Le point que je souhaite développer est une mise en garde. Nous aggraverions l’erreur épistémologique cartésienne si nous ignorions (ou oubliions) que le monde a déjà ses propres histoires. (…) L’engagement communicatif ne nous autorise pas à inventer des histoires. Il s’agit plutôt d’étendre notre capacité à raconter ce que Greg Dening appelle des histoires vraies. L’impératif profond est d’étendre notre répertoire épistémologique : trouver de nouvelles formes de raisonnement, et repenser les capacités d’analyse de certaines formes anciennes de raisonnement – notamment le raisonnement par contiguïté et association, ou la métonymie et la phénétique. Un impératif supplémentaire est la critique continue de la raison, telle que Plumwood l’a accomplie de façon majeure dans un de ses ouvrages. Cet impératif, par conséquent, participe à l’émancipation des savoirs opprimés par l’inclusion dialogique des traditions occidentales marginalisées.
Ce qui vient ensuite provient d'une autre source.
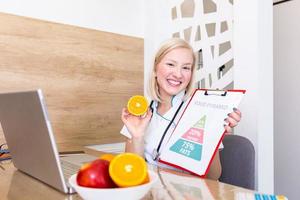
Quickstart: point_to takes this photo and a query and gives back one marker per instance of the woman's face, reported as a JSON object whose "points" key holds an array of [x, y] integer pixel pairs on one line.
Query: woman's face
{"points": [[174, 72]]}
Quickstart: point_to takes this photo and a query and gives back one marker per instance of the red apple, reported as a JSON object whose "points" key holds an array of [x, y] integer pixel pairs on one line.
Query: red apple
{"points": [[95, 175]]}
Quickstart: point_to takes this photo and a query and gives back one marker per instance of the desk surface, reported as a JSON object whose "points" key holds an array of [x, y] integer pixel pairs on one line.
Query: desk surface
{"points": [[16, 185]]}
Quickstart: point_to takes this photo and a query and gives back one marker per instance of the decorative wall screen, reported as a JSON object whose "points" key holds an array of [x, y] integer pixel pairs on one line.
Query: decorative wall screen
{"points": [[207, 25]]}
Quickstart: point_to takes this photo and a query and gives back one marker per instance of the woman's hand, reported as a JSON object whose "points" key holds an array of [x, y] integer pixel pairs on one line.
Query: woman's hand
{"points": [[136, 125], [232, 120]]}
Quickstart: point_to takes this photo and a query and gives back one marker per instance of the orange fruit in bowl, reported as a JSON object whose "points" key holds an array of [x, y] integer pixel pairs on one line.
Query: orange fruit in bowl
{"points": [[128, 169], [107, 156], [137, 105]]}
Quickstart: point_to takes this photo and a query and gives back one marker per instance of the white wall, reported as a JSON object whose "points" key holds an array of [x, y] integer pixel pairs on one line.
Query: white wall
{"points": [[115, 16], [287, 98], [254, 72]]}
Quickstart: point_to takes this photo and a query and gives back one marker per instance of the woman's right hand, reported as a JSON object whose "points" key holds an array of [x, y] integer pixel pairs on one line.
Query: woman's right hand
{"points": [[136, 125]]}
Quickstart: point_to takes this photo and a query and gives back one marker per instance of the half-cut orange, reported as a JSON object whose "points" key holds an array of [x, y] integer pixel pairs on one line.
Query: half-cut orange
{"points": [[137, 105], [107, 156], [128, 169]]}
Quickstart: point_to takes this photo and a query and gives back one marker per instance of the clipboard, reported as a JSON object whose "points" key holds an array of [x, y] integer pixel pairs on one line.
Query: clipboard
{"points": [[200, 129]]}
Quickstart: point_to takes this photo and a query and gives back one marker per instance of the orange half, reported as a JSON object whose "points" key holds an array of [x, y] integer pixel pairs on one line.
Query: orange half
{"points": [[128, 169], [137, 105]]}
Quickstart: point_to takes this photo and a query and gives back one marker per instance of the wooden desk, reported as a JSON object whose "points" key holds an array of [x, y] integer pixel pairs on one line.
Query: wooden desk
{"points": [[15, 185]]}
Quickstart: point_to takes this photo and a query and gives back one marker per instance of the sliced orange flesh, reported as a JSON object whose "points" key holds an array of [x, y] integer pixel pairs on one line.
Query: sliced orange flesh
{"points": [[137, 105], [128, 169]]}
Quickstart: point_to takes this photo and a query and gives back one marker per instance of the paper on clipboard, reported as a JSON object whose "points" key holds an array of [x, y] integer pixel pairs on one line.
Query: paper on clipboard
{"points": [[200, 130]]}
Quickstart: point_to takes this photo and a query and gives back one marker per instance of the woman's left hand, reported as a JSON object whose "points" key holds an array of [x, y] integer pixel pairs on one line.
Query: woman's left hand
{"points": [[232, 120]]}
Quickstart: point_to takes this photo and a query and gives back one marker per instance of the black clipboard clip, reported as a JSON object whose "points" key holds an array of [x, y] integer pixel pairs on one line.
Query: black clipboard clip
{"points": [[216, 92]]}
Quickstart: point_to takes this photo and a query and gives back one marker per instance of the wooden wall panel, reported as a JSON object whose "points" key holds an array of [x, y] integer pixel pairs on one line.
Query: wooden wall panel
{"points": [[86, 75]]}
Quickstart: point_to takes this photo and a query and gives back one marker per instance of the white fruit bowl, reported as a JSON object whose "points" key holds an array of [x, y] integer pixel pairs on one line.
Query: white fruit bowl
{"points": [[132, 193]]}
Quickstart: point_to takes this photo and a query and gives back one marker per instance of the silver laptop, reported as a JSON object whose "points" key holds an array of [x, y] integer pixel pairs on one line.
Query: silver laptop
{"points": [[29, 136]]}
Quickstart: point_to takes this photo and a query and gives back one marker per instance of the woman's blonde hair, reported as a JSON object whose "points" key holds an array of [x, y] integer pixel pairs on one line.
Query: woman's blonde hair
{"points": [[165, 48]]}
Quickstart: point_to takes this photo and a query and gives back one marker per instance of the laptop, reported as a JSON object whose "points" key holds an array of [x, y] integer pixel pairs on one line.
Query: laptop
{"points": [[30, 139]]}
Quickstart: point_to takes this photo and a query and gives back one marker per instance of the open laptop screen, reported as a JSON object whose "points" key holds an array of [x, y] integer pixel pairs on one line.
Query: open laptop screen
{"points": [[29, 136]]}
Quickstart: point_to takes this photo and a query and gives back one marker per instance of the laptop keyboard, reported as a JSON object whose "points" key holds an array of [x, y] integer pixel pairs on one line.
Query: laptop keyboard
{"points": [[69, 168]]}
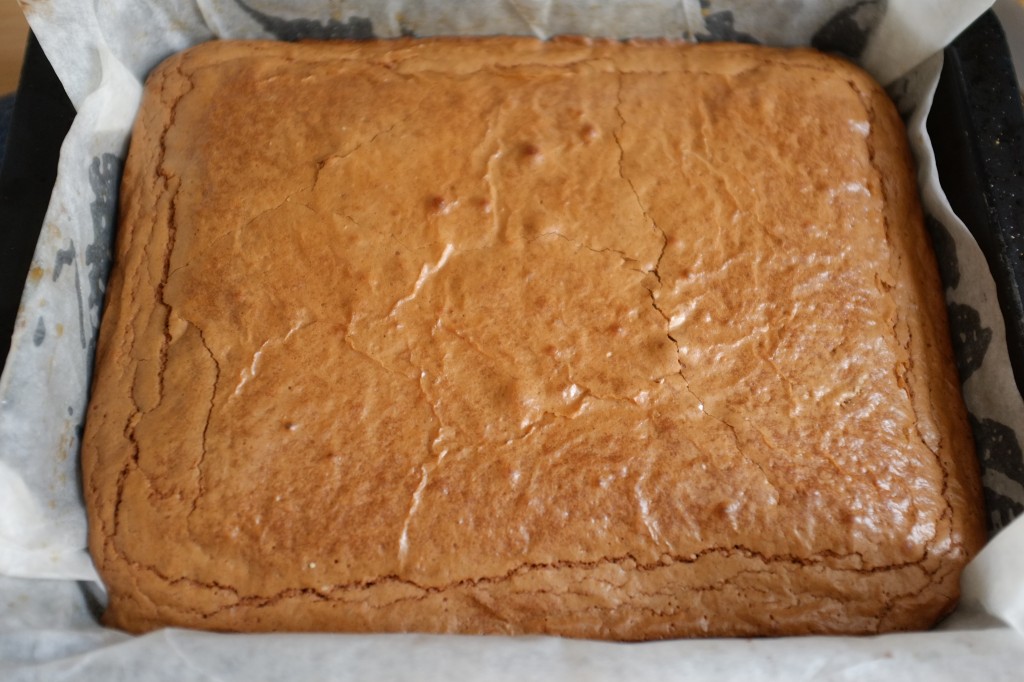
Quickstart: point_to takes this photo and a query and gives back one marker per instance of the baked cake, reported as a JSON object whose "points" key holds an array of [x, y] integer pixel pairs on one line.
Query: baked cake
{"points": [[597, 339]]}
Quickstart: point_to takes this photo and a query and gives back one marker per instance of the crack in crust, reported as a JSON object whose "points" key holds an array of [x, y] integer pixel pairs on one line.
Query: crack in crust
{"points": [[851, 563]]}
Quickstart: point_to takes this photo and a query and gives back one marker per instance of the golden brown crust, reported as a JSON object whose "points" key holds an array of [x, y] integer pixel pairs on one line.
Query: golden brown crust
{"points": [[507, 336]]}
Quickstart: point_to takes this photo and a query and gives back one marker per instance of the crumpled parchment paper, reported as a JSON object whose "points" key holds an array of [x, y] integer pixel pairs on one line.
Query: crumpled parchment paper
{"points": [[49, 595]]}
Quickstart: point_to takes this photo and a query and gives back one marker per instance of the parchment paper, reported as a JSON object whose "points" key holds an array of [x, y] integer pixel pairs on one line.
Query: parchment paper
{"points": [[49, 595]]}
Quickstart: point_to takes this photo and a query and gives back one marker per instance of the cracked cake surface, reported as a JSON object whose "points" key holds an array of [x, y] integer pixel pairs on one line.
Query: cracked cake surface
{"points": [[607, 340]]}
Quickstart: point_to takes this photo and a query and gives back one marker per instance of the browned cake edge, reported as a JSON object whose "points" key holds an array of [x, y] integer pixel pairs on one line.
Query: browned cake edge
{"points": [[141, 599]]}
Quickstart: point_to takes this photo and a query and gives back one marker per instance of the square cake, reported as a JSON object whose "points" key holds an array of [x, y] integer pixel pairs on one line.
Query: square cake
{"points": [[597, 339]]}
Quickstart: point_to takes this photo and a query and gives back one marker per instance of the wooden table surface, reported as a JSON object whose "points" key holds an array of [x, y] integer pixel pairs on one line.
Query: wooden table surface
{"points": [[13, 32]]}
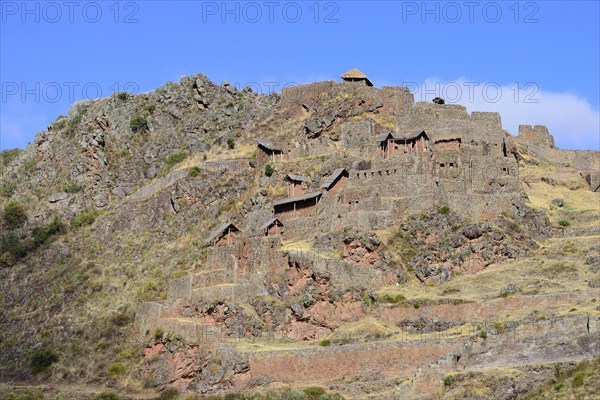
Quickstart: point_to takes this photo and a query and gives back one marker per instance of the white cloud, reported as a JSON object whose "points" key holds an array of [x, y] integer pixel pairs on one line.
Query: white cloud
{"points": [[570, 119]]}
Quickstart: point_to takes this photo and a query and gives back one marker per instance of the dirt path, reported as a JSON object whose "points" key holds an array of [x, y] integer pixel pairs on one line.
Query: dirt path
{"points": [[72, 392]]}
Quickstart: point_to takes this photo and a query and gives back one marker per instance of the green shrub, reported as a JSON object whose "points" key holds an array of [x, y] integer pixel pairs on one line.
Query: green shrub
{"points": [[558, 386], [393, 299], [7, 156], [41, 359], [42, 233], [73, 123], [314, 392], [293, 394], [72, 187], [578, 378], [150, 108], [176, 158], [138, 123], [231, 143], [448, 380], [24, 395], [14, 215], [85, 218], [8, 188], [194, 171], [117, 369], [106, 396], [168, 394], [268, 170]]}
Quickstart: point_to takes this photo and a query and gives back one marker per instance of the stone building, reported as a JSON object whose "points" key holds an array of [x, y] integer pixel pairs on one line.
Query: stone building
{"points": [[225, 235], [293, 207], [355, 76], [337, 181], [268, 152], [296, 184], [272, 227], [414, 143]]}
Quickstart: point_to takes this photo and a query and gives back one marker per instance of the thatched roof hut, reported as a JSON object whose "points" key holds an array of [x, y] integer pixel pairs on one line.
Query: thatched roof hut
{"points": [[354, 75]]}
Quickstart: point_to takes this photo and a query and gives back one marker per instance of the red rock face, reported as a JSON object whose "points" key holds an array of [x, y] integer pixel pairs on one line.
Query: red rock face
{"points": [[357, 253], [182, 368], [153, 350]]}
Et il participe également à la décolonisation du savoir occidental par le dialogue avec les autres traditions de savoirs.


La création du Rêve nous offre un monde dans lequel la plupart des êtres vivants sont des agents sensibles, et cette capacité à ressentir nous emporte dans un monde d’animisme. Graham Harvey a d’ailleurs récemment apporté un nouvel éclairage à ce terme, en le désintoxiquant de l’ancienne vision anthropologique évolutive selon laquelle l’animisme était une forme primitive et erronée de compréhension du monde. La définition d’Harvey est succincte : l’animisme implique la reconnaissance  » que le monde est empli de personnes, dont seules certaines sont humaines, et que la vie est toujours vécue en relation à d’autres ». La pensée australienne autochtone recherche le motif, la différence, la relation et la connexion parmi les personnes. Une personne, dans ce contexte, est à la fois autonome et connectée, emmêlée dans des relations d’interdépendance, portant toujours ses responsabilités pour d’autres, et étant toujours bénéficiaire de l’action des autres.
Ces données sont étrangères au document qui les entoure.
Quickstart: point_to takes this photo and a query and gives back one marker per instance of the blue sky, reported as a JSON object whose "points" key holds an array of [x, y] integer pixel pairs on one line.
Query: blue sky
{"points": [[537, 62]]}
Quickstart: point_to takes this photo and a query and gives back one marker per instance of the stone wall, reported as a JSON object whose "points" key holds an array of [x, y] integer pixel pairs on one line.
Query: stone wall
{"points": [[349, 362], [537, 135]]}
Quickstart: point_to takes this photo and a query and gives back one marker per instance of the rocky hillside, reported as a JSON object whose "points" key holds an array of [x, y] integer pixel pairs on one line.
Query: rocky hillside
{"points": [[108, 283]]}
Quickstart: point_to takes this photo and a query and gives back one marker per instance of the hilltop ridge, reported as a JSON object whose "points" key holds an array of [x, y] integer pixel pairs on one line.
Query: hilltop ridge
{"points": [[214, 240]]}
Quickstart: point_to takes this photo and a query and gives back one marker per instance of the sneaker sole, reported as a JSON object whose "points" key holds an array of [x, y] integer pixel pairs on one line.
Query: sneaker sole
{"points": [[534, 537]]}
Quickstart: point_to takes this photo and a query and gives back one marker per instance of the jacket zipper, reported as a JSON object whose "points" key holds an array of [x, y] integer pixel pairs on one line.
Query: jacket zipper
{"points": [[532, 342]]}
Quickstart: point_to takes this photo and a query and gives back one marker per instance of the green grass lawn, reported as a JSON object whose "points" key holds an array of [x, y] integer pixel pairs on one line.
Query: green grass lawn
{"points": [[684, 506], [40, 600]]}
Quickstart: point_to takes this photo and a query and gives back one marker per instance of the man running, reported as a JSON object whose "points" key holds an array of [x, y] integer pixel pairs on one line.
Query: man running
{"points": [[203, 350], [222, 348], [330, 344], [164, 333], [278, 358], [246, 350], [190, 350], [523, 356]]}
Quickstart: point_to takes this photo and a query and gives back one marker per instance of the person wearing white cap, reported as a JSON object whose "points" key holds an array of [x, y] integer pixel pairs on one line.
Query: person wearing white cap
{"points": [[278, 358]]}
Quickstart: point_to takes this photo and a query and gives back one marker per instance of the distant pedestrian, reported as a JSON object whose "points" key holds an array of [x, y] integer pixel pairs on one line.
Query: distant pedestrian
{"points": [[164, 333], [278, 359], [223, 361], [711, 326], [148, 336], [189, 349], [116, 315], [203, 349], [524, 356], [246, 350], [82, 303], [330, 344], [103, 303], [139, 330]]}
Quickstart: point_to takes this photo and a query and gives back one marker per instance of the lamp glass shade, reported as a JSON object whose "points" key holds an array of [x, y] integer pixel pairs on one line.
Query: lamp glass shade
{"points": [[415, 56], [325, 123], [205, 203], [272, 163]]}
A partir de ce vaste travail, je développe dorénavant le récit d’une philosophie de l’écologie reposant sur plusieurs principes majeurs : motif, connectivité, fragmentation et flux.
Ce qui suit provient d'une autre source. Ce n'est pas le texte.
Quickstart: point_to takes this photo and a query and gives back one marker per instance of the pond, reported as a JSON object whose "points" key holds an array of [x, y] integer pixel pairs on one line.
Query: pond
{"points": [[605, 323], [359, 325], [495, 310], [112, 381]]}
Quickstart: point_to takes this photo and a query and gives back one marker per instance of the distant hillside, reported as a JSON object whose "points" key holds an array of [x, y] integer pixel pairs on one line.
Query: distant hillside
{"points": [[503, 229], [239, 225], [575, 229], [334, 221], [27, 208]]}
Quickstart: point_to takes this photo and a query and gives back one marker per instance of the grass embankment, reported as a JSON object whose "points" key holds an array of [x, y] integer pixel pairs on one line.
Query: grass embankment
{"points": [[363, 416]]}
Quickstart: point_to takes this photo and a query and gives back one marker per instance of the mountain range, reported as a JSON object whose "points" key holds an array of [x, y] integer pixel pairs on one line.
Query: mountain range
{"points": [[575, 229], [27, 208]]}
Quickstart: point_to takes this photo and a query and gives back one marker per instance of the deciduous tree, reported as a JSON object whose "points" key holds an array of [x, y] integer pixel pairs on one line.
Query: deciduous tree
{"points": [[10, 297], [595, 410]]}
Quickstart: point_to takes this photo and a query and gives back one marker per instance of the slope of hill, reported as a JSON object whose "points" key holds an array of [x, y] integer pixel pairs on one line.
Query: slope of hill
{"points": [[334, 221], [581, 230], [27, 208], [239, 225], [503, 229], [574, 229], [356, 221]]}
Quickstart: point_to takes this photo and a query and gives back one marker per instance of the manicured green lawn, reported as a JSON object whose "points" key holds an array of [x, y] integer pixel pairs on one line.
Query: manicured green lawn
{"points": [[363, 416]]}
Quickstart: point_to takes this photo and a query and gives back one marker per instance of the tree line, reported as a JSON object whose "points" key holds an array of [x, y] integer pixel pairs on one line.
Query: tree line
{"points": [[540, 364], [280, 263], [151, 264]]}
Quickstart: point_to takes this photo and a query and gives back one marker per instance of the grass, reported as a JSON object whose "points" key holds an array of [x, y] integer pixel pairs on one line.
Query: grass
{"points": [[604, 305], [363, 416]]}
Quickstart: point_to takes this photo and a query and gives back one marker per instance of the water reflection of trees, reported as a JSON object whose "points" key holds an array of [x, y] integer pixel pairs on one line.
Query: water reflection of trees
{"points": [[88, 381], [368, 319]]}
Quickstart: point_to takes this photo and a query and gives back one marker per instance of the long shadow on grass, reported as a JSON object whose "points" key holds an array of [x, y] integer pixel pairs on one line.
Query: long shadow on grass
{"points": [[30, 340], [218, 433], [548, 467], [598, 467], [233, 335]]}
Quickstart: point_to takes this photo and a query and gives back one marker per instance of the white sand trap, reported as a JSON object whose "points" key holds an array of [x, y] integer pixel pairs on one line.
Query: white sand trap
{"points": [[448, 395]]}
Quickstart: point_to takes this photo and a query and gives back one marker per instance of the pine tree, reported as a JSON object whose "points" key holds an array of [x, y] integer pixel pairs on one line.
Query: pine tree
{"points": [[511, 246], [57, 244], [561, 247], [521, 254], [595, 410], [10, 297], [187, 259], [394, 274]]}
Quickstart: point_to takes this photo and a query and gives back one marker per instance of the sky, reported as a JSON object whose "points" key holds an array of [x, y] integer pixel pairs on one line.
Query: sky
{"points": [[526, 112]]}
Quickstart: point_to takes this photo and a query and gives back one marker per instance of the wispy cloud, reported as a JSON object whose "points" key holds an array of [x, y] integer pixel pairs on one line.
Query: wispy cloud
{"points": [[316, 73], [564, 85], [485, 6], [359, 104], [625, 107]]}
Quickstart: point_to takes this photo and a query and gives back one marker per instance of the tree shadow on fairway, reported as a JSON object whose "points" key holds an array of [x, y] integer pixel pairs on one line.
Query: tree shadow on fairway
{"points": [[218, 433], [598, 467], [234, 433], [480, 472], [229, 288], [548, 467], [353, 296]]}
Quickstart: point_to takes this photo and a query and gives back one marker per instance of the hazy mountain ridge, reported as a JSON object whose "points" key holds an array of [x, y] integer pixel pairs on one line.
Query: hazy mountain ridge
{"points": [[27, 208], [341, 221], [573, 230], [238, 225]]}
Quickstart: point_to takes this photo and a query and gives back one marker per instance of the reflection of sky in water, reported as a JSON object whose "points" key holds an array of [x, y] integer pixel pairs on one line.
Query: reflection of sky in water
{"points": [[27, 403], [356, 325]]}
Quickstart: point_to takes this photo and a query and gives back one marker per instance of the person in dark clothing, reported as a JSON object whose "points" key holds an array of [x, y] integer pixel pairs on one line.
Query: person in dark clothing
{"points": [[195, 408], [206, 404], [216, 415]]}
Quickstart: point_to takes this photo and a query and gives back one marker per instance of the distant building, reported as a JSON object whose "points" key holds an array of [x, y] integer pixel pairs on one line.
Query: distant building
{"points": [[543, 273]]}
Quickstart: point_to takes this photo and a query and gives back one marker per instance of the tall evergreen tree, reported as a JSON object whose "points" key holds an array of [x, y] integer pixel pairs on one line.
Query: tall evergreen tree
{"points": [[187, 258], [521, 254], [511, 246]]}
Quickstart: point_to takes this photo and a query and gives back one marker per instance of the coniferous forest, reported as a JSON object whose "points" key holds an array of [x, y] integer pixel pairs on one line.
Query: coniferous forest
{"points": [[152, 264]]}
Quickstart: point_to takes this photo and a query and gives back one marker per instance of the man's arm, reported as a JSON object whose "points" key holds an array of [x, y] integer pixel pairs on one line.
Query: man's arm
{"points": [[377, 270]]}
Certains de mes professeurs autochtones utilisent ainsi le terme « conteurs » pour nommer les créature dont les actions racontent ce qui se passe dans le monde. (…) Comme je l’ai montré, beaucoup de conteurs sont des animaux.


Alors, qu’est-ce qui est perdu? La communication, les motifs, les connectivités, les fragments et les flux sont tous menacés. Et les implications sont énormes. Pour que les humains puissent vivre où que ce soit, ils doivent être capable de planifier. Pour bien planifier, ils doivent comprendre le fonctionnement des écosystèmes. Pour comprendre les systèmes en action, il faut qu’il y ait communication et que les êtres vivants y prêtent une attention particulière. Pour qu’il y ait communication et attention, la biodiversité est cruciale. Les indicateurs dont j’ai parlé ne sont pas seulement des règles empiriques; ils constituent un corpus de connaissances sur les motifs et les connexions. Ils indiquent un autre point : il faut les interactions d’une multitude d’êtres vivants dans des écosystèmes locaux et dans l’ensemble des écosystèmes mondiaux pour savoir ce qui se passe dans le monde. Car sans complexité communicative, comme l’a dit Riley, le pays disparaît, c’est fini.